Para as pessoas que integram a direção de sustentabilidade e responsabilidade corporativa é um elemento fundamental, obviamente aliado a um know-how e experiência na área de sustainable finance, future finance, finance intelligence e taxonomia green.
Em termos gerais, uma empresa quer sempre pessoas que se identifiquem com os seus valores, portanto a consciência verde é um ponto a considerar. Mas não é exclusivo, claro, tem sempre de ser conjugado com competências técnicas.
- Uma empresa mais ‘verde’ é uma empresa mais competitiva?
Sem dúvida, especialmente no contexto atual em que ter soluções e comportamentos green está a deixar de ser apenas aconselhável e a tornar-se obrigatório. Está-se cada vez mais a criar essa expectativa no mercado e nos clientes, que procuram empresas alinhadas com os seus pontos de vista.
E claro, o green é muitas vezes sinónimo de poupança. Se gastamos menos energia e papel, poupamos recursos.
- Na sua vida fora da empresa, como gere estas questões no dia a dia? Que práticas adota com vista a uma diminuição da sua pegada ecológica?

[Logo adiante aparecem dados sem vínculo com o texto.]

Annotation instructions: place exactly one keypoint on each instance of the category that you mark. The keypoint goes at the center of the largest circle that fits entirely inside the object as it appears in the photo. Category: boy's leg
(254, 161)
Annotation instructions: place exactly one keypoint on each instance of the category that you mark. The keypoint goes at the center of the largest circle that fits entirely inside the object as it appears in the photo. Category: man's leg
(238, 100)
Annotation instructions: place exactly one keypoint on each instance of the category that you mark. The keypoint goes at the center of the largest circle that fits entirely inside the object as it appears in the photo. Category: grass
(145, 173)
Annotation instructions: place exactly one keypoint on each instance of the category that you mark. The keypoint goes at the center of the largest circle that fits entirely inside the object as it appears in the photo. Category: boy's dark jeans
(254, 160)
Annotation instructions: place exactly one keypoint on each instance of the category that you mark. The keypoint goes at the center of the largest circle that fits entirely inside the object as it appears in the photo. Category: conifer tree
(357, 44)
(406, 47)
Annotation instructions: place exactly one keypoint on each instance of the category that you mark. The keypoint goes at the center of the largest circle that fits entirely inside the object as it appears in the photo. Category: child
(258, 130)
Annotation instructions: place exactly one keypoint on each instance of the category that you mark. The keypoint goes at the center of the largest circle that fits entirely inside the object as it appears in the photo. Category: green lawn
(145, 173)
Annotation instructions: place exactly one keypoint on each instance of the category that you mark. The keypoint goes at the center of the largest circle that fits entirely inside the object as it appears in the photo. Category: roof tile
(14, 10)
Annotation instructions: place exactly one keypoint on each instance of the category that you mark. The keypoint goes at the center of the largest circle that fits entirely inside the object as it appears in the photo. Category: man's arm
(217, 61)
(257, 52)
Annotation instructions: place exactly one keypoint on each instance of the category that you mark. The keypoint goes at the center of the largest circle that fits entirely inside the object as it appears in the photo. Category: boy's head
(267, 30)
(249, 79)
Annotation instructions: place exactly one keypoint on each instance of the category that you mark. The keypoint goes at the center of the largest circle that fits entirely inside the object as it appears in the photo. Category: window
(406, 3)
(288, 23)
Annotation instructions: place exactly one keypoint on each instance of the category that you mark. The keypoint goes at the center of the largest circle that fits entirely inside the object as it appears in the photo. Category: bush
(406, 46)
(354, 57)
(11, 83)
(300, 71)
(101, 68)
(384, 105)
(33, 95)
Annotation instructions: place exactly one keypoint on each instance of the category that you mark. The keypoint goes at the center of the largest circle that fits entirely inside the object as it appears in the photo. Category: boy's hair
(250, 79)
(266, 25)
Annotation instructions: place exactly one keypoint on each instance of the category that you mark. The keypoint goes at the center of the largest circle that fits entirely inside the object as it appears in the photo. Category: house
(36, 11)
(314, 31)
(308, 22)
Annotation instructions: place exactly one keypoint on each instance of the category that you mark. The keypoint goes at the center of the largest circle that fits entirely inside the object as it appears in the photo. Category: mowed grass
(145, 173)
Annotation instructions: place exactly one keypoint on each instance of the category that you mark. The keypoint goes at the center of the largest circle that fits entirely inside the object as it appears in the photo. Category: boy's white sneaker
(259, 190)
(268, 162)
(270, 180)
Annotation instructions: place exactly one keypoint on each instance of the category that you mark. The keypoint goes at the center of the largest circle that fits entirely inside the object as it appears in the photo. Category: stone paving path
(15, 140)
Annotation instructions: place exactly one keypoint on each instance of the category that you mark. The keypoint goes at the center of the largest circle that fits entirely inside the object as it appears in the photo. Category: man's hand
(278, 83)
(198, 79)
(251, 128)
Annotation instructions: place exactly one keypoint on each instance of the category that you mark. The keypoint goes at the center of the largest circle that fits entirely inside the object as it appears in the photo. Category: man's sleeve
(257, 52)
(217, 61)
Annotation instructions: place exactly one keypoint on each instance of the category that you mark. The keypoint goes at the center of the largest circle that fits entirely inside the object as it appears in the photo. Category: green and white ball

Por mais complexo que pareça gerir e integrar estas questões no dia a dia, a verdade é que é bem mais fácil do que possa pensar. Aliás, alguns comportamentos estão ao alcance de um simples passo. Alguns dos hábitos e práticas que adoto no meu quotidiano são, por exemplo, o uso de alternativas para os sacos de plásticos e as garrafas de água, substituindo estes itens por alguns de maior durabilidade e que posso reutilizar mais vezes (desta forma apoiamos a economia circular); separação e reciclagem de resíduos; a redução no consumo de água, através da eliminação de hábitos tais como deixar torneiras abertas durante o processo de lavagem dos dentes ou banhos demorados, e ainda através da utilização de torneiras smart, isto é, com várias válvulas que podem ser reguladas em quatro níveis, o que faz com que se use apenas a quantidade de água necessária para cada tarefa; a redução do consumo energético através do uso de luzes led (que gastam muito menos que as incandescentes) e de tomadas inteligentes, ou seja, os eletrodomésticos que normalmente ficavam em stand by , agora podem ser controlados (ligados e desligados quando necessário) por uma app no telemóvel, o que reduz significativamente a fatura de energia no fim do mês. E estes são apenas alguns exemplos de práticas que já fazem parte do meu dia-a-dia, mas que qualquer um pode e deve adotar.
Não se trata só de uma questão ambiental, mas sim de pequenos cuidados que contribuem também para a qualidade de vida, bem-estar, e que impactam o nosso orçamento.Creio que para muitos, felizmente para nós e para o Planeta, a sustentabilidade deixou de ser uma tendência e tornou-se um estilo de vida.